Once you configure API Gateway access logs, it takes a few minutes for the logs to appear in the QuickSight dashboard. Analyze API usage using this pre-built dashboard, which visualizes components like 30-day API usage by domain, popular API paths, 400 errors, users hitting quota limits, and Cognito-based and IAM authorization. Filter visualizations and reports by date, customer, status, usage plan, IP, and users (IAM or Cognito users).
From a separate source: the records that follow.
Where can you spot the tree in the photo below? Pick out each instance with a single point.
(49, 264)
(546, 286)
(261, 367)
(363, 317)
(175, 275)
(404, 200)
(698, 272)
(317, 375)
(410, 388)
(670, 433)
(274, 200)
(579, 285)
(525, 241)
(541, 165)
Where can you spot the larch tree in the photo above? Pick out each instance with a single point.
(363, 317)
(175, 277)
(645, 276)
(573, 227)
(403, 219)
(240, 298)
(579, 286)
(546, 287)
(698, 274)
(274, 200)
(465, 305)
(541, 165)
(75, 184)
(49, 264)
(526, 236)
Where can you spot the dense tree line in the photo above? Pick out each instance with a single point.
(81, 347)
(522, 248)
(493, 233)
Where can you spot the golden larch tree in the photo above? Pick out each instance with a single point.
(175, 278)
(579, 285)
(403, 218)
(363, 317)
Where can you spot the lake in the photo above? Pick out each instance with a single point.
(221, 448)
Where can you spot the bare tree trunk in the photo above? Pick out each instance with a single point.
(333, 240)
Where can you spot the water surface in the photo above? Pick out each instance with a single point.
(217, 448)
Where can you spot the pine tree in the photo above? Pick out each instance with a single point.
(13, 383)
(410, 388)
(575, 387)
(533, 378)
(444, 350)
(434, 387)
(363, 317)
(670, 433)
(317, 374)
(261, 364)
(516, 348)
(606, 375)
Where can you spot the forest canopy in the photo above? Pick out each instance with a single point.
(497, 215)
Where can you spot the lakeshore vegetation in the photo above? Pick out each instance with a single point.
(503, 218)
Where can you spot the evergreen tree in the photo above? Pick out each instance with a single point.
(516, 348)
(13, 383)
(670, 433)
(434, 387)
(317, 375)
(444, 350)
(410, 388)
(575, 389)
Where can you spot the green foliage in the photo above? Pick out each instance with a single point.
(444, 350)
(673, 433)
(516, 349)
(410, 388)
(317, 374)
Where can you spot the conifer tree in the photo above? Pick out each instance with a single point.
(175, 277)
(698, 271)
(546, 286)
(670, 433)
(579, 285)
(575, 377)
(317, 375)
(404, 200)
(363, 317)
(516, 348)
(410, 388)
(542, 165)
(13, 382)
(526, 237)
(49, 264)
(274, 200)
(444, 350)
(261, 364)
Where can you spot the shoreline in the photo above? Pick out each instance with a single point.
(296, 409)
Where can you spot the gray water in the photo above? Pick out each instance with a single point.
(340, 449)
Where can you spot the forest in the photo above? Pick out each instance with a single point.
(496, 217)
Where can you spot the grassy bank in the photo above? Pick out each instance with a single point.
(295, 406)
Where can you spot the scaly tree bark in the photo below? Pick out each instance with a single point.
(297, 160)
Customize these visuals or create new ones for your business use case, as we have included additional context fields in the API access logs.

Dashboard overview

dashboard overview

This pre-built dashboard allows you to analyze API usage by providing visualizations of the following components:

Cognito based access control

If you are using Amazon Cognito to control access to REST APIs, this visual can help you understand which users are interacting with your APIs.

dashboard overview

400 errors (quota exceeded, unauthorized, and invalid-signature) requests

This visual provides insights into 4xx errors in your API requests, focusing on quota exceeded, unauthorized, and invalid signature errors. Identify trends and patterns affecting your API's performance and reliability. This breakdown helps pinpoint root causes, enabling targeted improvements, enhanced security measures, and optimized quota management for a seamless and secure API experience.

dashboard overview

API by usage plan

A usage plan specifies who can access one or more deployed API stages and methods. This visual summarizes API usage by usage plan, domain, and path, highlighting request counts and their utilization across different plans.

dashboard overview

API Latency Metrics

This visual shows latency metrics such as response latency, integration latency, and Lambda authorizer latency. It helps you see how each API performs and where you can make improvements.

Latency metrics

How to open the dashboard

  1. Navigate to the QuickSight console.
  2. Select Dashboard and open the deployed QuickSight dashboard.

dashboard overview

Cleaning Up

The SAM delete command deletes an AWS SAM application by deleting the AWS CloudFormation stack and the artifacts.

Note - API Gateway access logs are retained in the S3 bucket for future reference. You may need to manually delete the bucket if necessary.

cd apigw-log-analytic
sam delete

Conclusion

In this repo, I walked you through how API Gateway's detailed access logs provide insights into API usage. These logs include customer identifiers with usage plans, helping developers identify popular routes, errors, authentication methods, and users reaching quota limits. By using these logs, you can populate QuickSight to analyze and report on API usage patterns across domains and customer segments.

Customize this dashboard by creating additional visuals and tables based on your business use case. You can also customize the Lambda function enrichment logic, for example, to add geo information for IP addresses and create geographic dashboards within QuickSight to identify geographically separated users.